# no capped honey in either tbh. we are in trouble



## coffeedad (Apr 10, 2012)

I just remembered i did find both queens the one queen was on brood comb and the other queen was in the front of the hive walking around on a comb with uncapped honey in it. why would she be there?


----------



## fin (Jun 3, 2012)

My first year top-bar had almost no stores 3 weeks ago the adjacent Langsroth hives had some but not a lot.
I guess they used all their resources making comb and bees. I fed them by putting a Boardman feeder inside the hive(it was slightly raised w 2 1/2 inch strips of wood after i saw beetles hiding under the feeder). 2 weeks of that and it looked much better.


----------



## brettj777 (Feb 27, 2013)

I am in a similar spot with one of my top are hives I plan to feed sugar in a 2 to 1 ratio until it gets too cold this fall.


----------



## coffeedad (Apr 10, 2012)

Maybe the bees don't have capped honey yet. How many capped honey combs do you have ?? maybe they will rapidly make and cap the next month ?? I'm thinking of putting bottom boards on with the cooler nights. this may help regulate temps within the hive and ease up the workload of making heat for the hive.


----------



## chr157y (Feb 14, 2013)

Coffeedad - I'm right near you. I started feeding heavily. I have a HUGE party bowl, like a huge chip bowl. I fill it to the top with 2:1 and the bees have been guzzling it down quickly. There are tons of sticks floating in the top. After 2 bowls full of sugar water, they have built out some new comb and there's of syrup drying out. I also have a comb of drone brood.
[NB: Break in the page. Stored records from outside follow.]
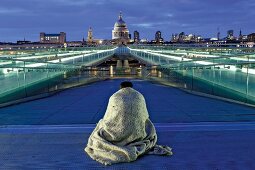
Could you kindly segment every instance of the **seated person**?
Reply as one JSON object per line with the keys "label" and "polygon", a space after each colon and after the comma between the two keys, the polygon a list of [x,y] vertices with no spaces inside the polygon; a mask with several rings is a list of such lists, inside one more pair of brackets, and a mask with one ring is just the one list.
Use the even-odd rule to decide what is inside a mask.
{"label": "seated person", "polygon": [[106,113],[89,137],[85,151],[104,164],[135,161],[143,154],[172,155],[171,148],[156,145],[157,134],[149,119],[143,95],[131,82],[122,82]]}

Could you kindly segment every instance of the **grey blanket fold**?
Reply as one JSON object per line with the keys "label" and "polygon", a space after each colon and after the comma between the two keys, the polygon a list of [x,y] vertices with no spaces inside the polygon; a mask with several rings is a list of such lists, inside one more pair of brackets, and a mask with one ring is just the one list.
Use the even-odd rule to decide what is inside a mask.
{"label": "grey blanket fold", "polygon": [[172,154],[171,148],[156,142],[156,130],[143,95],[123,88],[110,97],[106,113],[90,135],[85,151],[104,165],[135,161],[146,153]]}

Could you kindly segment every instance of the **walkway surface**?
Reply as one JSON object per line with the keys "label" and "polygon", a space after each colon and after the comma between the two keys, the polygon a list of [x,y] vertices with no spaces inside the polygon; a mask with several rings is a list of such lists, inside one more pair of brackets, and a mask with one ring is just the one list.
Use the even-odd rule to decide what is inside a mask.
{"label": "walkway surface", "polygon": [[0,109],[0,169],[255,169],[255,109],[134,80],[158,143],[174,155],[145,155],[105,167],[83,151],[122,80],[70,89]]}

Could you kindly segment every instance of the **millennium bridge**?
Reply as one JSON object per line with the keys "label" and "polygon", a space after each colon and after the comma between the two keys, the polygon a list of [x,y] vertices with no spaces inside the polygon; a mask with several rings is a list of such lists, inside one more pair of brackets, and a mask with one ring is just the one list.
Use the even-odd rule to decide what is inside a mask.
{"label": "millennium bridge", "polygon": [[227,45],[0,51],[1,167],[105,168],[83,148],[123,80],[175,154],[107,169],[255,168],[255,48]]}

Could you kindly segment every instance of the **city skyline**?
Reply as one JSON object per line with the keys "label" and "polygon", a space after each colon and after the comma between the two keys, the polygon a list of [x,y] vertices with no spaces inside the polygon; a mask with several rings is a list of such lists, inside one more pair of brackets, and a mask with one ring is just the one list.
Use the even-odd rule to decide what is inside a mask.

This morning I saw all the drones on the bottom of the hive floor. I can't find any info about it.... Wondering if it's the beginning of eviction or a swarm??


----------



## coffeedad (Apr 10, 2012)

I'm going to start feeding again today. i made up some sugar water this morning and its cooled down now. I hope they put it to good use. down to the hive i go. I bought some poultry feeders at tractor supply they work great. I float a few pine bark pieces in the trough to keep the drowning to a minimum.


----------



## chr157y (Feb 14, 2013)

Not sure where you buy sugar, but Costco has it for less than $20 for 50 lbs. So much cheaper than 5 lb bags at Giant. I hear Aldi is cheap too, but the bags are smaller.


----------



## flhultra (Jun 14, 2013)

Coffeedad are you using poultry waters ?
be careful of the hole that lets the water out, I tried it and used pea gravel to completely cover and fill the bottom of the bowl. 
it worked great a couple of times, then I found they had pushed most of the rocks out.
2 inches of dead bees in a quart jar is not a happy sight.


----------



## coffeedad (Apr 10, 2012)

I had a similar problem with hungry bees inside the container when i would go to fill them. i had some screen door material so i hot glued it to the hole. this solved the problem.


----------



## Tango Yankee (Mar 15, 2013)

Coffeedad,

I'm in southern Ohio and have the same issue regarding a lack of honey stores in our two TBHs, also first year. According to a newsletter from the local association we belong to it seems that most everyone is seeing a lack of honey stores at this time.

Regards,
Tom


----------



## Ennui (Jun 6, 2013)

I'm in SE PA also and I have very little capped honey. However Goldrenrod flow is still going here and the hives are packed with nectar with several bars looking close to getting capped.

I'll check the hives after the Goldenrod flow ends and see if I need to feed them at that point. The nights may be getting cooler, but many of the days are still 90°F.


----------



## Harley Craig (Sep 18, 2012)

coffeedad said:


> I had a similar problem with hungry bees inside the container when i would go to fill them. i had some screen door material so i hot glued it to the hole. this solved the problem.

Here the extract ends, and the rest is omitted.